Smith challenges with Clerks III that there’s a difference in appreciating your past and refusing to let it go. As much as the film feels like a family reunion, it also plays at times like an intervention. Smith gives his audience exactly what they’d want in a third Clerks movie, but also tells them what they desperately need to hear. Smith’s boldest decision with Clerks III is to refuse it an easy way out. It’s a film steeped in greater appreciation of life, yes, but also in greater respect for consequences. It’s as hilarious and fleet a film as Smith has made since his heyday, but also as emotionally devastating and painfully forthright as any he’ll likely ever make. Here, Dante and Randal live in a very real world, one with very real tragedies and finality abouding. This is a world where you swear and make jokes about NFTs and kites, yes, but this is also a world where you make mistakes, where you hurt people, where you die. As much as any film to come out in a post-pandemic world, Smith’s might be one of the best yet to really deal with death, to take such an uncomfortable inevitably and really say something profound about it. Though Smith is still with us, his brush with death seems to have deepened his understanding of it, and of grief and regret. It’s hard not to see Dante and Randal as dueling dragons of Smith’s recovery and enlightening as a creative and person.
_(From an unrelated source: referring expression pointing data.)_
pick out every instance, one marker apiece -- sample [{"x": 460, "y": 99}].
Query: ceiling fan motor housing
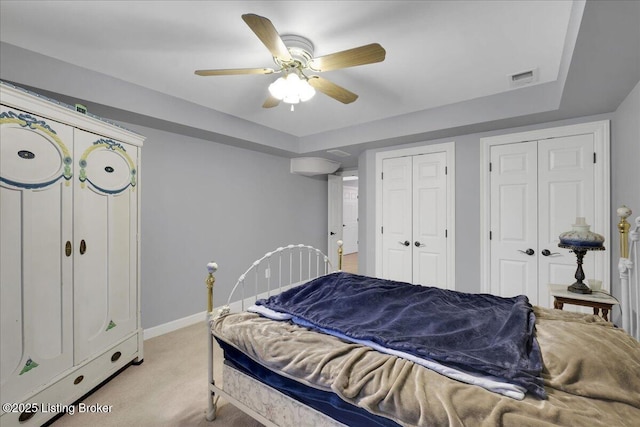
[{"x": 300, "y": 48}]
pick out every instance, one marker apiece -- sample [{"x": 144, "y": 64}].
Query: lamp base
[{"x": 579, "y": 288}]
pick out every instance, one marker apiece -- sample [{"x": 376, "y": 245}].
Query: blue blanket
[{"x": 480, "y": 333}]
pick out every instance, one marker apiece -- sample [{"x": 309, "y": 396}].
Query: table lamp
[{"x": 579, "y": 240}]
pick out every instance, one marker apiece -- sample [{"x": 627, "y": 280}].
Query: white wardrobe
[{"x": 69, "y": 254}]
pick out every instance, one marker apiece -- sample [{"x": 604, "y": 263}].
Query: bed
[{"x": 288, "y": 362}]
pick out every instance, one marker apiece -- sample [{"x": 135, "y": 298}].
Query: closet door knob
[
  {"x": 528, "y": 251},
  {"x": 547, "y": 252}
]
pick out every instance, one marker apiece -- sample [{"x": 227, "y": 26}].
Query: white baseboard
[{"x": 174, "y": 325}]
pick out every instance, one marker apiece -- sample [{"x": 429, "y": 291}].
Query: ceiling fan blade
[
  {"x": 271, "y": 102},
  {"x": 234, "y": 71},
  {"x": 333, "y": 90},
  {"x": 266, "y": 32},
  {"x": 362, "y": 55}
]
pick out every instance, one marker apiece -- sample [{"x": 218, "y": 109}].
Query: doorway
[
  {"x": 350, "y": 223},
  {"x": 343, "y": 219}
]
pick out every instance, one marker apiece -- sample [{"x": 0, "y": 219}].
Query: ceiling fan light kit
[
  {"x": 293, "y": 55},
  {"x": 291, "y": 89}
]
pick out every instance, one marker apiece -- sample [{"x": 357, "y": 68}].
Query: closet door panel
[
  {"x": 514, "y": 216},
  {"x": 106, "y": 227},
  {"x": 566, "y": 191},
  {"x": 35, "y": 272},
  {"x": 429, "y": 220},
  {"x": 397, "y": 219}
]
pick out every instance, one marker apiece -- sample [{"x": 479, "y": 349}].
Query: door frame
[
  {"x": 601, "y": 223},
  {"x": 449, "y": 149}
]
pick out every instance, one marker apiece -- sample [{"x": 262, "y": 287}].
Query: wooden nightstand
[{"x": 597, "y": 300}]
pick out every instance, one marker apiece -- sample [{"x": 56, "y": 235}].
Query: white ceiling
[{"x": 439, "y": 53}]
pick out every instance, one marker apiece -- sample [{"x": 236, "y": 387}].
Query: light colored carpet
[{"x": 168, "y": 389}]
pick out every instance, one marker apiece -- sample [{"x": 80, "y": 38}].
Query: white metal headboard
[
  {"x": 286, "y": 266},
  {"x": 294, "y": 257},
  {"x": 629, "y": 279}
]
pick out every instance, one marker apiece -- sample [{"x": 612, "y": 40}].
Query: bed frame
[
  {"x": 273, "y": 408},
  {"x": 629, "y": 277},
  {"x": 287, "y": 266}
]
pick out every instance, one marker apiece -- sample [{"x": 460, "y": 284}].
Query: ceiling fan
[{"x": 293, "y": 56}]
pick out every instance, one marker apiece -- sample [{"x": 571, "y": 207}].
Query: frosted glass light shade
[{"x": 291, "y": 89}]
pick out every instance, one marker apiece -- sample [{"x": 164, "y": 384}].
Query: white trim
[
  {"x": 236, "y": 307},
  {"x": 601, "y": 134},
  {"x": 174, "y": 325},
  {"x": 449, "y": 149}
]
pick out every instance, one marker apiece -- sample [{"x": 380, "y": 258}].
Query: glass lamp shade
[
  {"x": 579, "y": 240},
  {"x": 581, "y": 236},
  {"x": 291, "y": 89}
]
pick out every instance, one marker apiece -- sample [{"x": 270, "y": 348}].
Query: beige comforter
[{"x": 591, "y": 374}]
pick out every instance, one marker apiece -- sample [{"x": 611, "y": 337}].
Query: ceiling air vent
[
  {"x": 338, "y": 153},
  {"x": 523, "y": 78}
]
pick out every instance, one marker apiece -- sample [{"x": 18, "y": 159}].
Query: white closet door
[
  {"x": 565, "y": 191},
  {"x": 105, "y": 237},
  {"x": 514, "y": 218},
  {"x": 430, "y": 220},
  {"x": 35, "y": 272},
  {"x": 397, "y": 218},
  {"x": 350, "y": 219}
]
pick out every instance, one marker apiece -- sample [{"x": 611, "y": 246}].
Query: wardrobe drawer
[{"x": 80, "y": 380}]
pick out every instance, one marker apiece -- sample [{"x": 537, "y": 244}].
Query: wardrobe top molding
[{"x": 22, "y": 99}]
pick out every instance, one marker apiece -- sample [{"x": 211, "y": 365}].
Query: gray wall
[
  {"x": 625, "y": 162},
  {"x": 468, "y": 199},
  {"x": 204, "y": 201}
]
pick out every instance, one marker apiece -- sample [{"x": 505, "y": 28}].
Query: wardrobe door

O’Halloran and Anderson are both superb in different ways, the former holding the weight of the world on his shoulders and the latter having to realize he’s not the center of the universe. Smith could be faulted for letting the film’s most emotional moments spread a bit too far out of frame, of letting his actors maybe steep a bit too far into what they’re channeling. Some might call it messy. Though, it’s also painfully real. In some moments, it’s awkward to watch, but it also feels more grounded than the filmmaker has been in the past. You can’t fault him for trying to reach as far as he can, even when it may feel a little strained. This is a triple-double for Smith, the championship where he leaves it all out on the court. Not every shot goes in, but it’s hard not to see him going for broke, giving it everything he’s got, building what really might be his masterpiece.
Some wondered before Smith’s heart attack how hard he was really trying behind the camera. While a film like Tusk shows a frustrating mix of Smith’s genre prowess and his desire to get a rise out of his critics, a hallmark of his post-Jersey Girl filmography, Clerks III shows his 90s promise being harnessed into a far wiser product. Here, Smith is making a great movie with moral clarity. It’s a film that will make you laugh in familiar confines, but one that will also make you look at those confines a bit differently. For the first time in his career, Smith has delivered a startling vessel of pathos, a hilarious comedy that embraces life’s inevitabilities with a lot of gratitude and humility. After all these years, Clerks III really might be Smith’s best movie. It’s a bittersweet reminder about life’s brevity, of how every day ends with closing credits and how we are, truly, never guaranteed a sequel. Make this one count, Smith opines, and, more importantly, make it count for those around you. You really were supposed to be here today.